Published: 16 August 2010

Abstract

Background

The zebrafish has been suggested as a model system for studying human diseases that affect nervous system function and motor output. However, few of the ion channels that control neuronal activity in zebrafish have been characterized. Here, we have identified zebrafish orthologs of voltage-dependent Kv3 (KCNC) K+ channels. Kv3 channels have specialized gating properties that facilitate high-frequency, repetitive firing in fast-spiking neurons. Mutations in human Kv3.3 cause spinocerebellar ataxia type 13 (SCA13), an autosomal dominant genetic disease that exists in distinct neurodevelopmental and neurodegenerative forms. To assess the potential usefulness of the zebrafish as a model system for SCA13, we have characterized the functional properties of zebrafish Kv3.3 channels with and without mutations analogous to those that cause SCA13.

Results

The zebrafish genome (release Zv8) contains six Kv3 family members including two Kv3.1 genes (kcnc1a and kcnc1b), one Kv3.2 gene (kcnc2), two Kv3.3 genes (kcnc3a and kcnc3b), and one Kv3.4 gene (kcnc4). Both Kv3.3 genes are expressed during early development. Zebrafish Kv3.3 channels exhibit strong functional and structural homology with mammalian Kv3.3 channels. Zebrafish Kv3.3 activates over a depolarized voltage range and deactivates rapidly. An amino-terminal extension mediates fast, N-type inactivation. The kcnc3a gene is alternatively spliced, generating variant carboxyl-terminal sequences. The R335H mutation in the S4 transmembrane segment, analogous to the SCA13 mutation R420H, eliminates functional expression. When co-expressed with wild type, R335H subunits suppress Kv3.3 activity by a dominant negative mechanism. The F363L mutation in the S5 transmembrane segment, analogous to the SCA13 mutation F448L, alters channel gating.
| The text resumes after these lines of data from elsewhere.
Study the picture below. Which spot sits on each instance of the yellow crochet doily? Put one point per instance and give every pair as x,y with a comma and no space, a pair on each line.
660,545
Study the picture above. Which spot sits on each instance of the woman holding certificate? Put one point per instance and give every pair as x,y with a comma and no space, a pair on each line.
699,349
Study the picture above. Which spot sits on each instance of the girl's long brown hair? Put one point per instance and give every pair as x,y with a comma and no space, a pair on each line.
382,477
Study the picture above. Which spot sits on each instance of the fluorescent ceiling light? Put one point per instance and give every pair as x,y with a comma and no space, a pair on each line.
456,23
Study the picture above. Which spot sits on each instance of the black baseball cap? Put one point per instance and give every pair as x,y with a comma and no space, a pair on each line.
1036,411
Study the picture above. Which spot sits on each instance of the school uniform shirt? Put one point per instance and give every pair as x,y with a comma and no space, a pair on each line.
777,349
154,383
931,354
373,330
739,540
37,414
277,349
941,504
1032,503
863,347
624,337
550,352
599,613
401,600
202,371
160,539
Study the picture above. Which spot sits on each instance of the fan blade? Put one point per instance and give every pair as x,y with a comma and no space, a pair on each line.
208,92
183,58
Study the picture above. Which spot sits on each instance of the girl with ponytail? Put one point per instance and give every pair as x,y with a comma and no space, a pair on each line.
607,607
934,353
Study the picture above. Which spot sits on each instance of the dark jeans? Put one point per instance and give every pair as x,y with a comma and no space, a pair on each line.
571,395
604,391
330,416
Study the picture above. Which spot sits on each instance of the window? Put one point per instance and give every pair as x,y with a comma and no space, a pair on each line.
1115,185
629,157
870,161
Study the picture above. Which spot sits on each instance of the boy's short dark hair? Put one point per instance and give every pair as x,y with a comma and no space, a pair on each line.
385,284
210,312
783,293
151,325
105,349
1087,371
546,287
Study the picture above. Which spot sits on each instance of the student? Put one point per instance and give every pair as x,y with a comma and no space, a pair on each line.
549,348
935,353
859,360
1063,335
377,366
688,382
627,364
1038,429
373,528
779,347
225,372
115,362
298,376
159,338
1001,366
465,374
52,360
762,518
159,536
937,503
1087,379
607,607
F363L shifts the voltage range for activation in the hyperpolarized direction and dramatically slows deactivation.

Conclusions

The functional properties of zebrafish Kv3.3 channels are consistent with a role in facilitating fast, repetitive firing of action potentials in neurons. The functional effects of SCA13 mutations are well conserved between human and zebrafish Kv3.3 channels. The high degree of homology between human and zebrafish Kv3.3 channels suggests that the zebrafish will be a useful model system for studying pathogenic mechanisms in SCA13.